Texas medical leaders preparing for potential ICU bed shortages have discussed taking a patient’s vaccination status into account when making critical care decisions.
The Dallas Morning Post published the contents of a leaked email sent to members of the North Texas Mass Critical Care Task Force from co-chair Dr Robert Fine.
It quoted a section that said: “COVID-19 vaccination decreases severe infection and death. Vaccine status therefore may be considered when making triage decisions as part of the physician’s assessment of each individual’s likelihood of survival.”
The planned strategy caused outcry, as medical ethicists pointed out that factoring in vaccination status would unfairly impact low-income people and people of colour – groups who have been historically disadvantaged when it comes to accessing medical care.
Dr Harald Schmidt, a professor of medical ethics and health policy at the University of Pennsylvania, said such an approach would risk adding to existing injustices.
“This policy pretends that it is just focusing on objective medical knowledge, but it ignores societal injustices,” Dr Schmidt said. “In such cruel clarity, COVID-19 has exposed the consequences of the structural inequities that we’ve had so long. That’s why it’s critical that we don’t add to that, and in this case, we risk that.”
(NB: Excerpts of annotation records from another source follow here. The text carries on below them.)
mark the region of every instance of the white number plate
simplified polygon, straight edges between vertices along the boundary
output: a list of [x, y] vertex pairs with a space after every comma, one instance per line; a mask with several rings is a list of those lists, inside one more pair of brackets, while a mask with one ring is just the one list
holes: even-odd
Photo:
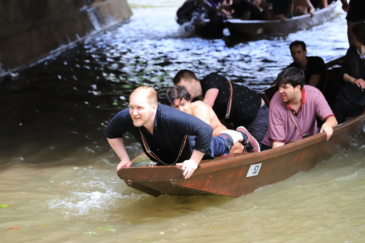
[[258, 175], [258, 172], [260, 171], [260, 168], [261, 168], [261, 165], [262, 164], [262, 163], [260, 163], [250, 165], [246, 177], [257, 176]]

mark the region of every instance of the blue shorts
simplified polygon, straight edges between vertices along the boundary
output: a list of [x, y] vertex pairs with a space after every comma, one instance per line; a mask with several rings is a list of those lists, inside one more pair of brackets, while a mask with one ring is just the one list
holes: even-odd
[[233, 145], [233, 139], [226, 133], [221, 133], [217, 137], [212, 137], [210, 152], [204, 155], [204, 158], [212, 159], [221, 155], [229, 154]]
Dr Mark Casanova, a spokesperson for the task force was interviewed about the planned policy on NBC 5 shortly after the email was leaked. He described it as a brief internal memo summarising task force discussions for members, adding that vaccine status was something doctors could consider in limited situations.
However, in a second interview later the same evening, Dr Casanova appeared to reverse the group’s decision. Having spoken with members of the task force, he said the email had been a “homework assignment” to prompt feedback.
In the future, he clarified, vaccination status would not be among the factors hospitals are told to consider when making critical care triage decisions.
“In the midst of this reconvening, and exploration and discussion with various triage committee members, the consensus is vaccination status, or more specifically a lack of a vaccine will not be considered as part of any exclusion criteria for treating patients,” he said.